The Spanish government has raised the Minimum Interprofessional Wage (SMI) by 80 euros per month with effect from 2023. In other words, the Spanish minimum wage stands at 1,080 euros per month for 14 payments, since in Spain, in addition to the twelve monthly payments, there are two compulsory extra payments in July and December. Although the announcement was made at the end of January, workers will receive the January increase retroactively.
USO considers minimum wage rises to be very positive, especially in the context of generalised inflation in Spain and the rest of Europe. However, there are several factors that cast a shadow over this news: the amount, the timing and the mode of negotiation.
Why is 1,080 euros a low minimum wage?
In Spain, wages have been devalued for many years. Although there have been higher rises in recent years, neither wages in general nor the SMI have kept pace with the living wage.
"The European Trade Union Confederation itself, and many other European bodies, as well as independent experts, have set a value for the SMI: 60% of a country's average wage. And in the case of Spain, based on official statistics, this is not 1,080 euros per month, but 1,219 euros. That is why we consider the increase to be insufficient," argues USO's secretary general.

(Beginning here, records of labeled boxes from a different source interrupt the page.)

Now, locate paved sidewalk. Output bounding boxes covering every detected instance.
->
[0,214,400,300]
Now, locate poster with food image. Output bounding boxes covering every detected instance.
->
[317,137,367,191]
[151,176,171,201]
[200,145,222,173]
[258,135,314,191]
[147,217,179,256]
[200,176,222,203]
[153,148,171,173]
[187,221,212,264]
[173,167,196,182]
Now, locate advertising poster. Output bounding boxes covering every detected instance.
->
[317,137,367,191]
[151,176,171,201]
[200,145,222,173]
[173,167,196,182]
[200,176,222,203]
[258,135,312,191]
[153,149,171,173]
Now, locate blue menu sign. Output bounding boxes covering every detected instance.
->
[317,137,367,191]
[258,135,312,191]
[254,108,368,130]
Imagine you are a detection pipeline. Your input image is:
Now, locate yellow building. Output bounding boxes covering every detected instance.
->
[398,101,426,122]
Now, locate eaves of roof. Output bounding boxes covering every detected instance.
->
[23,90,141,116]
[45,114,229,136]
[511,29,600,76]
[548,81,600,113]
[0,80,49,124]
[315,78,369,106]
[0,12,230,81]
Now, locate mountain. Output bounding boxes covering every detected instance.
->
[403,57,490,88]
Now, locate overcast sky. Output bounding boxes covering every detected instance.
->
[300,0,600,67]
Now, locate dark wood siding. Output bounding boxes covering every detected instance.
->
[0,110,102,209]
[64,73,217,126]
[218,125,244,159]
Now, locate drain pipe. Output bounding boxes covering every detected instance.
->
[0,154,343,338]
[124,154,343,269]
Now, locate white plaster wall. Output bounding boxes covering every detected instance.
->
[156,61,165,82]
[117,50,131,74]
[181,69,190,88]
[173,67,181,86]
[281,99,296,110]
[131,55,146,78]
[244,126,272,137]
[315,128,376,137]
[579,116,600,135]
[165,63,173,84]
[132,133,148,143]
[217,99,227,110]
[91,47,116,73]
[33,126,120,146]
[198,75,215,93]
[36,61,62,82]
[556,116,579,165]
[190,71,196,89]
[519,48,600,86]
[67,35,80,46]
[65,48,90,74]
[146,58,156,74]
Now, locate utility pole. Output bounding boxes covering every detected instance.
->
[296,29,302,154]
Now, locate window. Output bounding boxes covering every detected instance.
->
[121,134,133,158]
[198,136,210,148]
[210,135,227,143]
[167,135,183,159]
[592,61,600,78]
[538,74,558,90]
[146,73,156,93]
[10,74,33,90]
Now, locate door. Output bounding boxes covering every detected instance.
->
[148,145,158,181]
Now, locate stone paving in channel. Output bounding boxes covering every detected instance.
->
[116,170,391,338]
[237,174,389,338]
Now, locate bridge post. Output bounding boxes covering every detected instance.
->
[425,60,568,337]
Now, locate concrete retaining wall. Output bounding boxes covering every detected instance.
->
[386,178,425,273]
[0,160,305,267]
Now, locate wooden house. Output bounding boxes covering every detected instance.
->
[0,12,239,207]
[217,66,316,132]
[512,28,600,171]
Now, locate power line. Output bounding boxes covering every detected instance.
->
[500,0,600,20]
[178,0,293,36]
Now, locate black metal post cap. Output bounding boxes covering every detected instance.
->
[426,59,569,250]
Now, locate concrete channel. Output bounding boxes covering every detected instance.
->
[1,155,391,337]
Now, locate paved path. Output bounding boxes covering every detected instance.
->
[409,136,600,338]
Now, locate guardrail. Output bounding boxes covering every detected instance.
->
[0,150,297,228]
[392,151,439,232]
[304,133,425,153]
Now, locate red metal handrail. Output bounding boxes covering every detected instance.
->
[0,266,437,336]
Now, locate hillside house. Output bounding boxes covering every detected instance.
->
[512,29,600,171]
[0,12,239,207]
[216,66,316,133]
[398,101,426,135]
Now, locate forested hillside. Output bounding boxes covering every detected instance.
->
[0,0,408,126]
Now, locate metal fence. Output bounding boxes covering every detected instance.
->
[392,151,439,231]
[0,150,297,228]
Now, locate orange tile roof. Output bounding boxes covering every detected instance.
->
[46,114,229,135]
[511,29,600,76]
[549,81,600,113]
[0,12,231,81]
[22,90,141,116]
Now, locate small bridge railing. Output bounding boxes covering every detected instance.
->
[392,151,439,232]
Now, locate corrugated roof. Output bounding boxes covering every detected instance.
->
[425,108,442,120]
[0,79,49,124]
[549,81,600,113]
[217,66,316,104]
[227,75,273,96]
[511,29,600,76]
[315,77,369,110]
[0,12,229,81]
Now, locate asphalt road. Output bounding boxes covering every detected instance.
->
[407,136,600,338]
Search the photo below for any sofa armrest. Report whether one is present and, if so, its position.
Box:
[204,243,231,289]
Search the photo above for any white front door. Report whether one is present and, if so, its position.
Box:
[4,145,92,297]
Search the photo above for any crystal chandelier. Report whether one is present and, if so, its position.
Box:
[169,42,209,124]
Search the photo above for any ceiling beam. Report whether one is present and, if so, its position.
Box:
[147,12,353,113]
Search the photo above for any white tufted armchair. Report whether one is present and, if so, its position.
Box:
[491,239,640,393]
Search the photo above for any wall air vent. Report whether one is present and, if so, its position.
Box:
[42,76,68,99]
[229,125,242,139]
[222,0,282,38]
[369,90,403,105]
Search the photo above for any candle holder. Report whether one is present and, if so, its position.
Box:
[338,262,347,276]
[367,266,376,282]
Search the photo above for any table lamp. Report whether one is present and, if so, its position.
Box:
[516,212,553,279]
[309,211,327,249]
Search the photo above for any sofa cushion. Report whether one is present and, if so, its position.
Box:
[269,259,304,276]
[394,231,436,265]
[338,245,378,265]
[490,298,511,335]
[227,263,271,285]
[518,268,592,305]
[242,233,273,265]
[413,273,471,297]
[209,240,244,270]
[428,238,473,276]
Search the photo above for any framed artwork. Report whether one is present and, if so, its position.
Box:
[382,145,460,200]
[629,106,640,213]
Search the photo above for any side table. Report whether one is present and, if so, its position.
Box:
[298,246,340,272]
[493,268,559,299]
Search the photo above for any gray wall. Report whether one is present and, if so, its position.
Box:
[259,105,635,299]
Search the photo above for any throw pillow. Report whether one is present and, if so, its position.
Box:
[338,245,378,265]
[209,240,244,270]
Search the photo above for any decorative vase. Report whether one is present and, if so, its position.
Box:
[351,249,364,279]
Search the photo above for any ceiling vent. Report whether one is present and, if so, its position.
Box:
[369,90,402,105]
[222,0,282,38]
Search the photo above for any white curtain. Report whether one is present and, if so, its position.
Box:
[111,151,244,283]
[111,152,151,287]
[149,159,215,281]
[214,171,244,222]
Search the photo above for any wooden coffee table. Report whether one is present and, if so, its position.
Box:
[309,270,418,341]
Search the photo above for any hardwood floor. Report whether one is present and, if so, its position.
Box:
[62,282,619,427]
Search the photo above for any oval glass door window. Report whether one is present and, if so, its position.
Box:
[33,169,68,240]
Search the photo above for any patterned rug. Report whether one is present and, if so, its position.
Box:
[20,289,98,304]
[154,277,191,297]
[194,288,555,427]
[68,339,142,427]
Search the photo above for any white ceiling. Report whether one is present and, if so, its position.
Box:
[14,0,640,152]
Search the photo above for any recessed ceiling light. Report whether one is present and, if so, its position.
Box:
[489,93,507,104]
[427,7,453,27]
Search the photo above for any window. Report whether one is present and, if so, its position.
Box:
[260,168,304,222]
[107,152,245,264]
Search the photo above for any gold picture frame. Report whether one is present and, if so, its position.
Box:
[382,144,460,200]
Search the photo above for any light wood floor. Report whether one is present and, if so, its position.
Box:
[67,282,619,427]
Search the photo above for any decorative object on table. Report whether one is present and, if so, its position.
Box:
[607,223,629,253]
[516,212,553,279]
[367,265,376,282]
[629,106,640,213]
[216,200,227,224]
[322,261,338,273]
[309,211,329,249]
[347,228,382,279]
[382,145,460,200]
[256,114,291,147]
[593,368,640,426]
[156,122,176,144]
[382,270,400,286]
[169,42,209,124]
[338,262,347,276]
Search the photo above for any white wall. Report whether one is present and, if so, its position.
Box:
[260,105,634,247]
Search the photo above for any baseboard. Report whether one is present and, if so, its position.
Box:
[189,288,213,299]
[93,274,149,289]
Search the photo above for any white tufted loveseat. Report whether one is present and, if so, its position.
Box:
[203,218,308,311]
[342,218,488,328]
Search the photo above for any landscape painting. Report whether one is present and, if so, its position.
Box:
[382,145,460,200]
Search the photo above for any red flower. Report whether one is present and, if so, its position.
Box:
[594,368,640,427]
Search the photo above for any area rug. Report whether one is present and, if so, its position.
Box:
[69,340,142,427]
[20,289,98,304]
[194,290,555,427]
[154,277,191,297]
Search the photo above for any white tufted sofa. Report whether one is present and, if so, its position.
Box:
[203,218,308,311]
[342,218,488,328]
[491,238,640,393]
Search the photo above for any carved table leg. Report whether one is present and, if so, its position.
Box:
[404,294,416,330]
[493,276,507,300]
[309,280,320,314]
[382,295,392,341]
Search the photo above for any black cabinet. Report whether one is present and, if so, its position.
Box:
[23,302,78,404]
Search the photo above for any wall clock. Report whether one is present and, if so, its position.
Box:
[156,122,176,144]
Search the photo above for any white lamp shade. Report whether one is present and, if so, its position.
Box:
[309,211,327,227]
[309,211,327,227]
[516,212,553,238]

Why does it damage workers to raise the SMI when the year has already begun?
"The Spanish system of public procurement of services renews many of these services on 1 January. The contract is signed for one year and the company awarded the contract calculates on this basis the salaries of its staff and its profits. In other words, the budget is given with an SMI of 1,000 euros in mind and is signed for the whole year. It must be said that it precisely these public administration service companies are the ones that pay this minimum wage, because the sectors that receive the minimum wage are security, maintenance and cleaning services. SMI raises after the 1st of January can lead to non-payments, dismissals or non-fulfilment of services because the companies do not reach the expected profit due to changes in personnel costs".
For all these reasons, USO defends that the year should start with the SMI already established, forcing the negotiations in December, when the inflationary trend and the average wages are already known.
A limited social dialogue
Finally, another endemic issue in the SMI negotiations and other decisions affecting all workers is Spain's model of social dialogue.
"Both the Workers' Statute, which is the basic regulation of labour relations, and the Organic Law on Trade Union Freedom, which sets out the regulation of trade unions, are undemocratic. They benefit two big unions, which have more rights than the other unions, which means that they receive public funding to support their structures, that they can obstruct the right to hold union elections if they do not have candidates or that they are the only ones who can negotiate for all workers, unemployed and retired, when the percentage of workers who vote for other unions is increasing", explains USO's secretary general.
"It is a model born in a very specific historical context, at the beginning of democracy, but which can no longer be accepted today, 40 years later", regrets USO.